When he’s working on a book, author David Vann maintains his momentum with a disciplined schedule. He guards a few quiet hours of solitude every morning so he doesn’t lose touch with his project.
I do my best to follow his example. But though writing weaves close to the soul, though we need it deeply, there are times when we simply have to focus on other priorities. Within the past month, both my children got married. I considering pressing forward with my projects, writing daily, preserving momentum. But I realized I’d simply be too distracted. I set my writing aside and focused on flowers, brunches, and ceremonies.
Still I feared losing momentum. What if I couldn’t recapture the initial excitement that spurred me to the page? What if I lost touch with my inspiration? Maybe I should have plodded forward, writing a little each day, regardless of how distracted I felt or how crazy-tired I was.

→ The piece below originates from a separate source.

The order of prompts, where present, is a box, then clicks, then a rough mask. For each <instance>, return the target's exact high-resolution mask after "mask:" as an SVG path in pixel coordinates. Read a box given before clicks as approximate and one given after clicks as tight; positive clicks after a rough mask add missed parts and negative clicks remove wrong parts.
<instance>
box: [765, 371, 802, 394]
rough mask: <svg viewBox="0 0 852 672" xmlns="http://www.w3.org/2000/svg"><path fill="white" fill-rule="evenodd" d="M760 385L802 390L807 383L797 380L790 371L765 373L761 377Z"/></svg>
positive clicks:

Not necessarily, says Joyce Carol Oates. Applying yourself too doggedly to your work can be “like striking a damp match again, again, again: hoping a small flame will break out before the match breaks.”
No matter how busy or distracted we get, inspiration is always at hand. If you believe with Oates in the Surrealist notion that life is a “forest of signs” for us to interpret, there’s nothing seasonal about inspiration, and there’s no need to drop out of live to pursue it. Henry James dined out two hundred times in a single season, eavesdropping on conversations that inspired The Turn of the Screw. Eudora Welty claimed she heard the most amazing things at the beauty shop, inspiring her story “Petrified Man. ”

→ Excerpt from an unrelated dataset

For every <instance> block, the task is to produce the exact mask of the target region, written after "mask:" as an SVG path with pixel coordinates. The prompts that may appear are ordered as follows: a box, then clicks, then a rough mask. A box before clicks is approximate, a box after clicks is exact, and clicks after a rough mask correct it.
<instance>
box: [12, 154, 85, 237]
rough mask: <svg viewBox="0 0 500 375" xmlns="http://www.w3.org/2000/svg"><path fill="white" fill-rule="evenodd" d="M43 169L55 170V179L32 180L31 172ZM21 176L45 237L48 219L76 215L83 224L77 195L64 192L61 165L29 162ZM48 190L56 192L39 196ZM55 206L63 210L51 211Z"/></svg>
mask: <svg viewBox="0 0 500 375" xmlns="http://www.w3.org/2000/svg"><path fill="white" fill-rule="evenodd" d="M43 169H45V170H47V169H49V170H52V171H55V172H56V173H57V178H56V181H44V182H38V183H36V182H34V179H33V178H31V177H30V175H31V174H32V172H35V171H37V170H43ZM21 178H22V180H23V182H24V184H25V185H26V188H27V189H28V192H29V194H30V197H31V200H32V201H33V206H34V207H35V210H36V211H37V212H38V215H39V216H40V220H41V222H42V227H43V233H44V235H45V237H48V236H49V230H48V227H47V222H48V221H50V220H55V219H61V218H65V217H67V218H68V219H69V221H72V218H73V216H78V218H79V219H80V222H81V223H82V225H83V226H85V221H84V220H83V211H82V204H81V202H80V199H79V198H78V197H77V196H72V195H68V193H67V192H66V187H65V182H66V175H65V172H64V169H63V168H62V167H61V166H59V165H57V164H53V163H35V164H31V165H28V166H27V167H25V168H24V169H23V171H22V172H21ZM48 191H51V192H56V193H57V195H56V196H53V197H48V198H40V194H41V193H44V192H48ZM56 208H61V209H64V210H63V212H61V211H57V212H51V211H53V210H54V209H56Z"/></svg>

Traveling? While driving in the Adirondacks ,E.L. Doctorow saw a sign for Loon Lake . He was struck with the sudden conviction that everything he felt about the mountains was contained there. The novel Loon Lake resulted, a story of “a palpably mysterious wilderness, a place full of dark secrets, history rotting in the forests.”
When you find yourself distracted, consider all the ways you might get inspired again. Joseph Heller begins simply with an intriguing first sentence. Joan Didion explores an image that fixes itself in her mind. James Joyce believed in epiphany, “a sudden spiritual manifestation, whether in the vulgarity of speech or of gesture or of a memorable place in the mind” (Stephen Dedalus). Joyce collected seventy of these epiphanies in notebooks, using them as raw material for virtually all of his important writing.
When SDD strikes – or any distraction, for that matter – don’t despair. Your momentum may stall. But it will return. And if you’re paying attention, you’ll find or recover inspiration, even when it seems you’re doing everything but writing.